BOmsa (Boicotta Omsa). La protesta delle lavoratrici Omsa dal web alla strada. A Palermo un presidio in via Maqueda
L'iniziativa è rimbalzata di profilo in profilo su Facebook per settimane e il 28 gennaio è arrivata nelle strade in tutta Italia. Parte la campagna nazionale di boicottaggio contro Omsa. La nota azienda produttrice di calze ha licenziato 239 lavoratrici dello stabilimento di Faenza il giorno di capodanno, per fax.
Le operaie avrebbero dunque ricevuto il primo gennaio la comunicazione che, al termine del periodo di cassa integrazione previsto per marzo, saranno licenziate senza nessuna possibilità di trattativa. Nonostante la crisi, sembra che l'azienda non navighi in cattive acque ma che stia delocalizzando in Serbia la produzione per via dei costi minori.
A Palermo, studentesse e lavoratrici hanno esposto uno striscione proprio all'ingresso del punto vendita di via Maqueda al grido di "Boicotta Omsa", distribuendo volantini e spiegando ai passanti i motivi della protesta. "Siamo qui per invitare tutti a non acquistare i prodotti di un'azienda che, in situazione di grave crisi, licenzia delle donne per pura avidità - dice Gabriella, del Collettivo Anillo de Fuego - le persone si sono mostrate molto solidali questo pomeriggio. Il rischio licenziamento non riguarda ormai solo le 239 operaie di Faenza ma tutte le categorie di lavoratori".
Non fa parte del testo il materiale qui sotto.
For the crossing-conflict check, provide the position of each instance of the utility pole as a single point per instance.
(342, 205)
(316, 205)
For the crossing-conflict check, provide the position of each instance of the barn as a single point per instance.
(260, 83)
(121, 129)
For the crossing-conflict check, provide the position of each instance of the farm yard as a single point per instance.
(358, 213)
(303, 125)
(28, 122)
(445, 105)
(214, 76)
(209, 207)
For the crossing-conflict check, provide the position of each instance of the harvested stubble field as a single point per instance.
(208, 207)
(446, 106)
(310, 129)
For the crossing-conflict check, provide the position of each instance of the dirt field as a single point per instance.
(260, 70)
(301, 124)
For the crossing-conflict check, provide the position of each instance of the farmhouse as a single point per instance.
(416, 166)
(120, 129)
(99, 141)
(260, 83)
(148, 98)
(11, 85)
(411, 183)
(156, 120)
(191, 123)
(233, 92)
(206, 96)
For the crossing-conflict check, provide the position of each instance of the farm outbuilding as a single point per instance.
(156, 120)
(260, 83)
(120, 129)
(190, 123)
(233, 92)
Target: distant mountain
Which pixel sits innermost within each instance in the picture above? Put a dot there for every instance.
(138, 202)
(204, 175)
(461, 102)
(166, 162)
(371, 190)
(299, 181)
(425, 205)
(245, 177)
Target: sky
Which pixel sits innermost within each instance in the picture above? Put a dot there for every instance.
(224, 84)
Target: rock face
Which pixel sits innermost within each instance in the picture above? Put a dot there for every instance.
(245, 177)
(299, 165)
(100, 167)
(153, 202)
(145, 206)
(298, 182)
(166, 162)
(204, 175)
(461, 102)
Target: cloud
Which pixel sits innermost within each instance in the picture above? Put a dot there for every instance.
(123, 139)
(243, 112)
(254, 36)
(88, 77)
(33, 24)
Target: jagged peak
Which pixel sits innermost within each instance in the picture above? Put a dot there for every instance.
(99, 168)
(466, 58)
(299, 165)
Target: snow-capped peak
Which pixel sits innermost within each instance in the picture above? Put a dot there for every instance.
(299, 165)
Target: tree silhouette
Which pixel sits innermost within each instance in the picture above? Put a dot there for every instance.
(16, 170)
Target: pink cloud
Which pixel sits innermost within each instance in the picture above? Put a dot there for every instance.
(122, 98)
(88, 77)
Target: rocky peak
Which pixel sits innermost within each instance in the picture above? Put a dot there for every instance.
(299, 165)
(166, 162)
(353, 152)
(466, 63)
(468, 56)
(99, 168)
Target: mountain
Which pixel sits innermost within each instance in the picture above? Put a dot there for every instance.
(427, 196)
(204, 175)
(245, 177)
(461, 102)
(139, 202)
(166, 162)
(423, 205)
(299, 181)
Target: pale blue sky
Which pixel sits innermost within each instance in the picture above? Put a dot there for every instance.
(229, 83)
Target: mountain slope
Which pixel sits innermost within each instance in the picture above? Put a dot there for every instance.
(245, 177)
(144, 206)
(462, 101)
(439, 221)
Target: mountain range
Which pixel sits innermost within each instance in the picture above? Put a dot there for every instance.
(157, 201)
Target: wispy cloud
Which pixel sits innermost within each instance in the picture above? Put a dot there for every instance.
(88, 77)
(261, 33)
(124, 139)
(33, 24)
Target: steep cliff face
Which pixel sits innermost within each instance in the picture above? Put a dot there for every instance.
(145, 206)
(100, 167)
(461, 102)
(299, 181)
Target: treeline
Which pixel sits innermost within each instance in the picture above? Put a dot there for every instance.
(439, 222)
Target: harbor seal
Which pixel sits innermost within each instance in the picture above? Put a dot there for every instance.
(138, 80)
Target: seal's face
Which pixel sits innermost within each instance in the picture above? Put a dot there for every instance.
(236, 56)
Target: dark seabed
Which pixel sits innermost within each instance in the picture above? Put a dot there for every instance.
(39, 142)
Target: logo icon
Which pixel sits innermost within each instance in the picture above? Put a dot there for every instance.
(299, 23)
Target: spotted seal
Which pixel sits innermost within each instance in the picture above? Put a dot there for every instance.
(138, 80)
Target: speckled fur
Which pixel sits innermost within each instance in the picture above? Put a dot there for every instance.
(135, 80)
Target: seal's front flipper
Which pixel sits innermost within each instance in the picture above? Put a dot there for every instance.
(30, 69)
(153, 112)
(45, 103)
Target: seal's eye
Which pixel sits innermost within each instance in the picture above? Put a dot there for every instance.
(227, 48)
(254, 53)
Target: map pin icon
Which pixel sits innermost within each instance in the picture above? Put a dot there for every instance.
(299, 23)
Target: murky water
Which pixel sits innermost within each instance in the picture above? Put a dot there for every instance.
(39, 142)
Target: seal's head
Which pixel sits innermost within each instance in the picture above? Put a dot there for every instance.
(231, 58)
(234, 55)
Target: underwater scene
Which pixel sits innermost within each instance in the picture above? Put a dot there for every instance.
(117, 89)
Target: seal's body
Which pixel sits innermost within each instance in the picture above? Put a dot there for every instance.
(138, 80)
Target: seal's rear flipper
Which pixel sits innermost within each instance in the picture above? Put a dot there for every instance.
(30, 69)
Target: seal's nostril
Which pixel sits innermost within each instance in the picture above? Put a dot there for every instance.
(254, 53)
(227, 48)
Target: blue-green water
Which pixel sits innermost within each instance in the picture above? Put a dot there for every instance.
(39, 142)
Intervistato dalla Gazzetta di Mantova, l'imprenditore Nerino Grassi, fondatore del colosso della calza e dell’intimo, difende la decisione di chiudere lo stabilimento, sostenendo di non aver avuto alternative "di fronte a competitors che già si avvantaggiano della globalizzazione dei mercati producendo in paesi in via di sviluppo. Mantenere l'organizzazione produttiva in essere - dice Grassi - avrebbe significato subire passivamente un lento ed inesorabile declino. Un declino che avrebbe portato alla progressiva uscita dal mercato, minando conseguentemente la sopravvivenza stessa dell'intero gruppo".